If you have no family history of hypertension, aren’t diabetic or don’t have any other lifestyle-related disorder, you must get a checkup done annually after 30. In high-risk cases, every month is advisable for early detection, doctors say.

“Screening without treatment serves no purpose. High blood pressure in most cases requires treatment that includes lifestyle modification and medication. Most people diagnosed need to be on medication for life,” says D Prabhakaran, executive director of the Centre for Chronic Disease Control.

Lifestyle changes such as maintaining a healthy weight, eating fruits and vegetables daily, and exercising for about 30 minutes a day can be as important as medication when it comes to keep blood pressure in check.

“Another important factor is reducing salt intake. Don’t sprinkle salt on your food. Avoid pickles, papads, chutneys and processed foods high in salt and sodium. Even some sweet items such as jams and pies have high salt content, so be aware of what’s in your food,” says Dr Prabhakaran.
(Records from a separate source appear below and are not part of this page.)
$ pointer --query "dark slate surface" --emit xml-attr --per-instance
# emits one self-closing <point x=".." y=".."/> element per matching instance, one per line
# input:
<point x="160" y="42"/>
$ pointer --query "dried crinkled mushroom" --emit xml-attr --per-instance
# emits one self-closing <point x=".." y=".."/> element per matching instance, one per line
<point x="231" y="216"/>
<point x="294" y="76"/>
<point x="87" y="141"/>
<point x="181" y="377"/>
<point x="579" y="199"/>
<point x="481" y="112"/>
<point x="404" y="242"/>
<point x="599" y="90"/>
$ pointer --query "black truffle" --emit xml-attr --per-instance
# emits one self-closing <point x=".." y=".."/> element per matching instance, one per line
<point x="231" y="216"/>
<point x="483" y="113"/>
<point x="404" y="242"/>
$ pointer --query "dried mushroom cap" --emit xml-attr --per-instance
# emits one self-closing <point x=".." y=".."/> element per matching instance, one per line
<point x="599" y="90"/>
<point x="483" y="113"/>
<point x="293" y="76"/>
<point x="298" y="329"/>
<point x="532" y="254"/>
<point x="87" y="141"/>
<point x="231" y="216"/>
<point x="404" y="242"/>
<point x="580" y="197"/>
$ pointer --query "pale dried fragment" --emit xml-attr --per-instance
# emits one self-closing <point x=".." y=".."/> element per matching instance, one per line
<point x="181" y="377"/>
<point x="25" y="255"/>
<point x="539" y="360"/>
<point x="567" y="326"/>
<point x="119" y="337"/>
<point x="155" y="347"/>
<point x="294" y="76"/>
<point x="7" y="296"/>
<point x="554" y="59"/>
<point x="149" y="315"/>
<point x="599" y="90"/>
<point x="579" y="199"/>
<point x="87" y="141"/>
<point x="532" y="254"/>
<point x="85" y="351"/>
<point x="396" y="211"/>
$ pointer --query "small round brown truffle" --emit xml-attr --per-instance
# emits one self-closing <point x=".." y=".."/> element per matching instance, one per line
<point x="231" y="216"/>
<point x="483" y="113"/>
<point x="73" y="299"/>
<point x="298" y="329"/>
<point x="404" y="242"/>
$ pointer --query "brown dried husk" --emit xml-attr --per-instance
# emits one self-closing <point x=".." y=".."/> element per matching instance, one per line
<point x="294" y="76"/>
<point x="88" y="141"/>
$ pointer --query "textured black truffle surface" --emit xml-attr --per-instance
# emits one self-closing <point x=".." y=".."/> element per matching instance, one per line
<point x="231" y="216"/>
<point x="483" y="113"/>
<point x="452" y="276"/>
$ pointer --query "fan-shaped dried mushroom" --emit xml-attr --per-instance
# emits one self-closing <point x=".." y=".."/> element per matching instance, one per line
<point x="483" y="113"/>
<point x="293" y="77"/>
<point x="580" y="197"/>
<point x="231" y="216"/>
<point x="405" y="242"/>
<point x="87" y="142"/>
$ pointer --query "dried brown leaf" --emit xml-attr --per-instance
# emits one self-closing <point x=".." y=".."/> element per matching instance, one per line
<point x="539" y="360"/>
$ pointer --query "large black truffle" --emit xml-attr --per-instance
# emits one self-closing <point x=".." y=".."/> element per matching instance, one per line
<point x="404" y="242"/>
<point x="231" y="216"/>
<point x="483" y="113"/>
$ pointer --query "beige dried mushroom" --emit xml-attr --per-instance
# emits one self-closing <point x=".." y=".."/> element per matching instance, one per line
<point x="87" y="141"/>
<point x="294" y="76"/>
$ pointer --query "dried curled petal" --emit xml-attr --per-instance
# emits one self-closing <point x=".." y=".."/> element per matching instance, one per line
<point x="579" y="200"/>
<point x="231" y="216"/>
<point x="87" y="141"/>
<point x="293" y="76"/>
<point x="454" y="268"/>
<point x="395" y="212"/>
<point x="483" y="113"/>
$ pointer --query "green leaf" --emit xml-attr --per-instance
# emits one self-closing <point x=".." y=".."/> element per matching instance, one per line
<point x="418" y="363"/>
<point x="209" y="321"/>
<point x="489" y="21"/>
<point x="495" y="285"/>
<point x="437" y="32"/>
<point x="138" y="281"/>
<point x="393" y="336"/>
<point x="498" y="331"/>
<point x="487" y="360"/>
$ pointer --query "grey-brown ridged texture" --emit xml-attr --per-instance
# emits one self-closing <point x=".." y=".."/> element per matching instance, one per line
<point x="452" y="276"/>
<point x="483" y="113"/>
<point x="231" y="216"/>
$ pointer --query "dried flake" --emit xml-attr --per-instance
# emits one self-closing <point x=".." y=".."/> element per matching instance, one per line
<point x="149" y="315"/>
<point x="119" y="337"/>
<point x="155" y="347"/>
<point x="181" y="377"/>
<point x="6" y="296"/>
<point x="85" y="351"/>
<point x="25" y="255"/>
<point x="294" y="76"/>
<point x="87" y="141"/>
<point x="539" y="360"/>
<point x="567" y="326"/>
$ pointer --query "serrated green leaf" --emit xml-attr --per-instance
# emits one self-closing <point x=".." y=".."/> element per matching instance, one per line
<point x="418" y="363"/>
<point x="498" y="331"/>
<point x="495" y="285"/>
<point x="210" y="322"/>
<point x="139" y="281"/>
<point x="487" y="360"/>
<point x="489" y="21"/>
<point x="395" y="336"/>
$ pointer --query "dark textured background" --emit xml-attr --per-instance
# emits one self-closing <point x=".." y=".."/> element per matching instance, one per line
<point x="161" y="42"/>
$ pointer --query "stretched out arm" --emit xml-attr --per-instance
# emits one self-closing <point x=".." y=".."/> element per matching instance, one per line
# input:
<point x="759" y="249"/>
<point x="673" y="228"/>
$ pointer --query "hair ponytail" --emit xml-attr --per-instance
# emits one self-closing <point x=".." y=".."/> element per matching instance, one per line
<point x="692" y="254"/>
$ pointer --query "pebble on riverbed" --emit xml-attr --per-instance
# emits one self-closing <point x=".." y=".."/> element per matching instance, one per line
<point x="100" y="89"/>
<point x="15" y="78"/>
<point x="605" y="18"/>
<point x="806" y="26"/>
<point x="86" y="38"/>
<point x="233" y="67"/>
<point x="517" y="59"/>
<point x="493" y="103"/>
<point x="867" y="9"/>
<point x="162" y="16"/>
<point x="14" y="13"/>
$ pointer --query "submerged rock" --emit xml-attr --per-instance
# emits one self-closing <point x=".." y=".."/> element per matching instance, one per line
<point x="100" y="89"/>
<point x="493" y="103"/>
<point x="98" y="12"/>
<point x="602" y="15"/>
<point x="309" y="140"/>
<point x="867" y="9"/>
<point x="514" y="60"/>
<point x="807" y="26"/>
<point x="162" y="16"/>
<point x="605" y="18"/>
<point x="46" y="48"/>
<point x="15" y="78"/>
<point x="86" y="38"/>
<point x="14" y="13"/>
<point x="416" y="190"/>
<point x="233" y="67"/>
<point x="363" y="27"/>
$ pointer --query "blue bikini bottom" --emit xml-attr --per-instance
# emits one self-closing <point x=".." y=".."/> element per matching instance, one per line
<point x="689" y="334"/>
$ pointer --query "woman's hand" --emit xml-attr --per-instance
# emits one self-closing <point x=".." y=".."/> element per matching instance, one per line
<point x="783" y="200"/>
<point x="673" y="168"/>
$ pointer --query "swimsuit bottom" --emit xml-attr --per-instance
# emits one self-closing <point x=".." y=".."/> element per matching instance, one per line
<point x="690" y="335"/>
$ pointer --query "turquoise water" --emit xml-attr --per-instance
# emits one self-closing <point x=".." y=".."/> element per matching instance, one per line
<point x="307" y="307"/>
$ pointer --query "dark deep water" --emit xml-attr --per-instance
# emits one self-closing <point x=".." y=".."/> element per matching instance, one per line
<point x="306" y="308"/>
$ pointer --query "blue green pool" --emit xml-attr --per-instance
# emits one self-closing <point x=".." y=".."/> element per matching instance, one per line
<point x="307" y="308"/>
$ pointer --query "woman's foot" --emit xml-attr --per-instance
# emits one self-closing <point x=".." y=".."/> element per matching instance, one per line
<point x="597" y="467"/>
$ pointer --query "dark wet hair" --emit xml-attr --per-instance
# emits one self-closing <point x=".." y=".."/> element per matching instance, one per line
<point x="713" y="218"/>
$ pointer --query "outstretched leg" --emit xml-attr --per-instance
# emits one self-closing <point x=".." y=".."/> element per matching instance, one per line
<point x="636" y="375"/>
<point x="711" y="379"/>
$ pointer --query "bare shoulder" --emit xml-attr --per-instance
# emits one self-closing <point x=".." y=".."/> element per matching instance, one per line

If you can’t fit in half an hour of exercise a day, divide it into three 10-minute sessions, says Dr C Venkata S Ram, director of the World Hypertension League, a collective of health bodies working in association with the World Health Organization to control hypertension.

Just how bad are awareness levels? A recent health camp in a Delhi slum found that 37% of subjects with no known health conditions had high blood pressure.

“We deliberately picked supposedly healthy people so we could get an idea of health awareness levels, and the results were shocking,” says Dr Upendra Kaul, chairman of the Batra Heart Centre. The Batra hospital led the initiative.